Abstract

Background and Objective:Parkinson’s Disease (PD) is a neurodegenerative movement disorder caused by the progressive loss of dopamine. Approximately 90% of PD patients experience voice impairments and this has been used as a precursor to develop diagnostic decision support systems for the early detection of the disease. Since speech data is heavily dependent on the language and the locality of the individual, an important requirement of such a diagnostic decision support system is the ability to classify PD irrespective of the linguistic demography of the speakers and generalize well to heterogeneous populations and external patient data. Methods:This study focuses on the development of a data-driven language independent PD classification model based on Variational Mode Decomposition (VMD). Sustained phonations in Spanish and Italian are decomposed into VMD modes and used along with a deep learning framework to establish cross-lingual validity.
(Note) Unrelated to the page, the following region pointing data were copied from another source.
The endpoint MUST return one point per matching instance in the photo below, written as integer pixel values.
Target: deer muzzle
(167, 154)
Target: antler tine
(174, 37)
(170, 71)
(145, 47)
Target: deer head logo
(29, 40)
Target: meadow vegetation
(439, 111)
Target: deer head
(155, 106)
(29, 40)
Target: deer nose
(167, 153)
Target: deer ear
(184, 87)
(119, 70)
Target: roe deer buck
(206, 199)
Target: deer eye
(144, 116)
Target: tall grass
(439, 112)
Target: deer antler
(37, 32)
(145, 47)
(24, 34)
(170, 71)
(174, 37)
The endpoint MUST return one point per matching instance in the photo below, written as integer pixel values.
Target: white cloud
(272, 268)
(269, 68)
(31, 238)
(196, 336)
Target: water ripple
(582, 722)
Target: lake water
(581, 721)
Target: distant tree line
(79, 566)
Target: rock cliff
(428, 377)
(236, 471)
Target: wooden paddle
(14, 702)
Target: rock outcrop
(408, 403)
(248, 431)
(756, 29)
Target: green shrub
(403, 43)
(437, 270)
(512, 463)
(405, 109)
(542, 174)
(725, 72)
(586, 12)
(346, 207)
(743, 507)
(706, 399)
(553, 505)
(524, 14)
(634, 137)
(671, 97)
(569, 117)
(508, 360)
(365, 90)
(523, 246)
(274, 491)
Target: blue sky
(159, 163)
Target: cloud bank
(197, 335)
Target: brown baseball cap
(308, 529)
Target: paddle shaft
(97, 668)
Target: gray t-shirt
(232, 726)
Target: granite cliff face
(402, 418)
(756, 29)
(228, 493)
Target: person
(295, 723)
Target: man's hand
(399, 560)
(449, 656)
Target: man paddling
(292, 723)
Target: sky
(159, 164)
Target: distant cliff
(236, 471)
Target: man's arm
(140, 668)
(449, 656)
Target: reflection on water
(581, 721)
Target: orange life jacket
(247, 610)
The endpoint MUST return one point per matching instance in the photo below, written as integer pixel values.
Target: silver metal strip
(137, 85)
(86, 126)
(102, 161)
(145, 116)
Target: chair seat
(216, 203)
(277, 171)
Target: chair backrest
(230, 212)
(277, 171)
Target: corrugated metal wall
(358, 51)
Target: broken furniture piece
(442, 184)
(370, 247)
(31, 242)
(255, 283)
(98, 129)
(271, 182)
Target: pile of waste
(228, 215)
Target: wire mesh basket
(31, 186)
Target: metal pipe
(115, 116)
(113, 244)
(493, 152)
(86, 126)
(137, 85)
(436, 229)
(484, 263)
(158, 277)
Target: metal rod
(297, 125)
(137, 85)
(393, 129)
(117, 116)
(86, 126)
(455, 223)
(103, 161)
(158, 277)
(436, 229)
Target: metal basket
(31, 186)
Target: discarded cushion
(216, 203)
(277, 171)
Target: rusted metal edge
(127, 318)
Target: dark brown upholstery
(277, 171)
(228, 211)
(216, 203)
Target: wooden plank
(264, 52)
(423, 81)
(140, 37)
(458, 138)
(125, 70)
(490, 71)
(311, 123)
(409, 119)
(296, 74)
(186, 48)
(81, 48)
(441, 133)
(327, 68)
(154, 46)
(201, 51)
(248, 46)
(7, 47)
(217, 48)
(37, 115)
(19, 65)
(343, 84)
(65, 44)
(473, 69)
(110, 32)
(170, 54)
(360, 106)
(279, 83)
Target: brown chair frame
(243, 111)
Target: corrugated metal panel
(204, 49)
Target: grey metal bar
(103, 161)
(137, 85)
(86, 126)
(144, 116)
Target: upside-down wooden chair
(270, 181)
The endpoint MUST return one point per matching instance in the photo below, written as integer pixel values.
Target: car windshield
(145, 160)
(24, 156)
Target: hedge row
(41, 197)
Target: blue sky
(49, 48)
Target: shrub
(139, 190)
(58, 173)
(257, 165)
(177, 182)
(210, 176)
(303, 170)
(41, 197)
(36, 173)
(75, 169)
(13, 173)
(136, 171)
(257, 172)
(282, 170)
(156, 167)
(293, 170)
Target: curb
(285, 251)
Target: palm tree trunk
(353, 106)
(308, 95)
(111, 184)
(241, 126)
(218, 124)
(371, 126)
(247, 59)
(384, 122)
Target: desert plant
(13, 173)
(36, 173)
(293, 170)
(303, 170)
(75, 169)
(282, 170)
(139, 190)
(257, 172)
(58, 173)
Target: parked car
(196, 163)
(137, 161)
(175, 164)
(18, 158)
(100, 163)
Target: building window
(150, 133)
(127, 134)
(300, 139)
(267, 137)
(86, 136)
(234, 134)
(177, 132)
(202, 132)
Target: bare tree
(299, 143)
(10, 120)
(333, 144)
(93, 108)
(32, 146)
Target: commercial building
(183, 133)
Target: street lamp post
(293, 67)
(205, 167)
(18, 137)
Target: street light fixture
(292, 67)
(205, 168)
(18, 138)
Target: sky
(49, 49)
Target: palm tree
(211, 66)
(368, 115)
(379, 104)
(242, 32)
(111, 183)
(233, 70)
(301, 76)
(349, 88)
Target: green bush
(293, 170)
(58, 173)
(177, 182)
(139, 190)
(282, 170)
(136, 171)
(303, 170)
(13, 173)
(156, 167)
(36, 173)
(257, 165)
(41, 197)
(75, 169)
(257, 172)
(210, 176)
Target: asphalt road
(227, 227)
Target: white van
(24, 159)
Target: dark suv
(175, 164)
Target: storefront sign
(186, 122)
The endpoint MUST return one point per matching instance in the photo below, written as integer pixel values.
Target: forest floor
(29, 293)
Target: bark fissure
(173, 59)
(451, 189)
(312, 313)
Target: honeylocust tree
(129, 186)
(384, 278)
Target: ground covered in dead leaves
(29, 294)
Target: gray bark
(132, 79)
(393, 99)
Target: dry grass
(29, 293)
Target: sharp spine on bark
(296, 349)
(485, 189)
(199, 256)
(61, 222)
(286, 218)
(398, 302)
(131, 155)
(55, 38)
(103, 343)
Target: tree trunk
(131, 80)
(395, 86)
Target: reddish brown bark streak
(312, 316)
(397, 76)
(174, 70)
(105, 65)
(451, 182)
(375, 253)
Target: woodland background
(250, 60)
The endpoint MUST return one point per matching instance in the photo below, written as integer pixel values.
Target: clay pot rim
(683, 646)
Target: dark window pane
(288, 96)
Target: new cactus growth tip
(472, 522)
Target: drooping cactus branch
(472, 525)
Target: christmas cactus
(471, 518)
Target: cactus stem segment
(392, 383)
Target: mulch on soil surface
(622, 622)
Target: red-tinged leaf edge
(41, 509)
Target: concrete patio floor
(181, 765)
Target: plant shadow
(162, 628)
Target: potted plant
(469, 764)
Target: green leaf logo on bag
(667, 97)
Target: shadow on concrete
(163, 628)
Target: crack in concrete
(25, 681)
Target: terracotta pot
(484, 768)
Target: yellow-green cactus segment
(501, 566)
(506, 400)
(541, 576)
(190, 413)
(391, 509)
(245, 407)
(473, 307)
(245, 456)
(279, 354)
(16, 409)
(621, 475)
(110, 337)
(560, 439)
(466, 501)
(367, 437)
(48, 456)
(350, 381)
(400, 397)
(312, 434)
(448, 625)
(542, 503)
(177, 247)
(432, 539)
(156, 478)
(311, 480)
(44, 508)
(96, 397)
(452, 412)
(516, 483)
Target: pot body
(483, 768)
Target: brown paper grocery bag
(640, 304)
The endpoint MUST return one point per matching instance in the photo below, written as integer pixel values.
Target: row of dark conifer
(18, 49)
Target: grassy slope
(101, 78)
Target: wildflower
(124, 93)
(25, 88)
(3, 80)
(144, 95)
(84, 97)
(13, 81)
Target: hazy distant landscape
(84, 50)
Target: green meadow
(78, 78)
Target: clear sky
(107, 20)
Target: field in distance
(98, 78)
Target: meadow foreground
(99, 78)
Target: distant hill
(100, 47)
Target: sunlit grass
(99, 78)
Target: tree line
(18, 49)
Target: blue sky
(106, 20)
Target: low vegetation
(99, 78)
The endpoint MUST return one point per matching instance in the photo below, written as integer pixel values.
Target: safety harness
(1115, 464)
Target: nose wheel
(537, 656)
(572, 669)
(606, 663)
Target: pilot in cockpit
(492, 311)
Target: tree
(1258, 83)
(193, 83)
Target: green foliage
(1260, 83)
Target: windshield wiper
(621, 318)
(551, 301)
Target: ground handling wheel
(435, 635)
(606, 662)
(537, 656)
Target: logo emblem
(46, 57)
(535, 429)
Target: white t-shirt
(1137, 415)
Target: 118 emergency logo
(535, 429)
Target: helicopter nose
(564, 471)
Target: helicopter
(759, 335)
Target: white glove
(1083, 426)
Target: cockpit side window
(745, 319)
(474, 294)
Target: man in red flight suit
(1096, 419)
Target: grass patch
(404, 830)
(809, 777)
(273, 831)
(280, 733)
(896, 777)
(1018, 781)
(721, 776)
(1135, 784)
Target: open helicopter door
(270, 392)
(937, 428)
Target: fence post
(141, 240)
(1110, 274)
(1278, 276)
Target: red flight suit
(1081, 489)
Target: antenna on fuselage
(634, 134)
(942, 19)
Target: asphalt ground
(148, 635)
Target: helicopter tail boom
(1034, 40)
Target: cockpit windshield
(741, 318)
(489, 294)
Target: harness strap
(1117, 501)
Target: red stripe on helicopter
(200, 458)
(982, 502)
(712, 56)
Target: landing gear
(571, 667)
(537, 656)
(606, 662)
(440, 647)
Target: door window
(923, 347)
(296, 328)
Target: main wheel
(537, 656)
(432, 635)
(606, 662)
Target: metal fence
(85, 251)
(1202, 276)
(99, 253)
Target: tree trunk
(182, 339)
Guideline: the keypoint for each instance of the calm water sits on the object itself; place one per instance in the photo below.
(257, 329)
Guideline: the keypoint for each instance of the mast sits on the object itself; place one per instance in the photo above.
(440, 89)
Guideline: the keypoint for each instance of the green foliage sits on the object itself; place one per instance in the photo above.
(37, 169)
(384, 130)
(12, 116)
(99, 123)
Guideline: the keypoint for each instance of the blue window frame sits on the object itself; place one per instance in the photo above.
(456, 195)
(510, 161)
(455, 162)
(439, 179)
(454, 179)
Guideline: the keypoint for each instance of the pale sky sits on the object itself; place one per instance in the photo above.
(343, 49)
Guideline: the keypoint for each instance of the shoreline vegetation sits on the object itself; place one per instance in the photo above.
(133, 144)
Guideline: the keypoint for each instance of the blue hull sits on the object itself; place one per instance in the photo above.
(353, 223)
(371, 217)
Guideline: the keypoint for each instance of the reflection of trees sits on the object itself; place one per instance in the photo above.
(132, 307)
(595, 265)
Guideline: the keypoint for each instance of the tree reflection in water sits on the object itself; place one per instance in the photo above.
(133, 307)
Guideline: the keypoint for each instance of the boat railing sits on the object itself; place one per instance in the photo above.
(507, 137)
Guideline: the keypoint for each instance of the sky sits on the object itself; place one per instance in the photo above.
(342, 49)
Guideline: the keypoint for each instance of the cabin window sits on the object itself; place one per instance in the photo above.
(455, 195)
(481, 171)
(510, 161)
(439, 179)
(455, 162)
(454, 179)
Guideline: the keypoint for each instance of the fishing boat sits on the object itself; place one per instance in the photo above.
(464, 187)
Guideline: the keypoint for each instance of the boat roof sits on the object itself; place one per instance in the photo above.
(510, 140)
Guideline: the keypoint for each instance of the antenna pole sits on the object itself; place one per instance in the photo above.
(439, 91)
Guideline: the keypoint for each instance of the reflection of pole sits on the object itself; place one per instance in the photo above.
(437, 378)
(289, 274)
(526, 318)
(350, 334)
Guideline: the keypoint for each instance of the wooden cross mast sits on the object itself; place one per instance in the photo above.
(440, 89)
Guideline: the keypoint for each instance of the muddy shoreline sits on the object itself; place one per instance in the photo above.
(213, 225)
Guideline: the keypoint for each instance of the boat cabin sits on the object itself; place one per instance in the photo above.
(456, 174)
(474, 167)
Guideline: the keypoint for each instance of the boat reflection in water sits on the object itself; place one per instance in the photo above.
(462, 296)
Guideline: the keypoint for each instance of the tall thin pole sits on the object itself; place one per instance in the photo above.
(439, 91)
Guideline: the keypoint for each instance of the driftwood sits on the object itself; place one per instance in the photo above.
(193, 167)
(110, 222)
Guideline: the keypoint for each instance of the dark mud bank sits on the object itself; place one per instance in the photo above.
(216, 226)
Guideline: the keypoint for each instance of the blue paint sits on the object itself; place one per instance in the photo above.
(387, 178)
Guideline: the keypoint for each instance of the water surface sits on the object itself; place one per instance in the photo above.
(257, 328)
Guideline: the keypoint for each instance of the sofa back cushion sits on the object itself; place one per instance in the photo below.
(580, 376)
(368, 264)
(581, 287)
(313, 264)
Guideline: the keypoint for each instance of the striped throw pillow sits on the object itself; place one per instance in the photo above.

The performance of the proposed method is also assessed within the same dataset alongside assessing generalizability to a different dataset of the same language. Additionally, the possibility of gender bias and the robustness of the proposed method on realistic data is also evaluated. Results:The best results show that the proposed method has a cross-lingual accuracy between 65% and 80%. The cross-linguistic validity scores are higher than all values reported by studies using vowels, including models that have used transfer learning on the target language. The proposed method shows 90% to 95% accuracy when tested within the same dataset and has up to 63% generalizability on an independent dataset with realistic recording settings. It is seen that a consistent performance independent of the gender of the speaker is achieved using the proposed method of training the deep learning classifier with VMD modes. Conclusions:The proposed method of using VMD modes and a deep learning classifier has displayed consistent performance across all the tests, including multilingual and same linguistic demography in the data; and across varied recording conditions. The study highlights the importance of testing the generalizability and the effect of bias in the reported results from the oversight of training data choice and limited testing. The results from the study suggest that the proposed method can be used to develop a robust, language independent generalizable model to aid in the detection of PD from voice.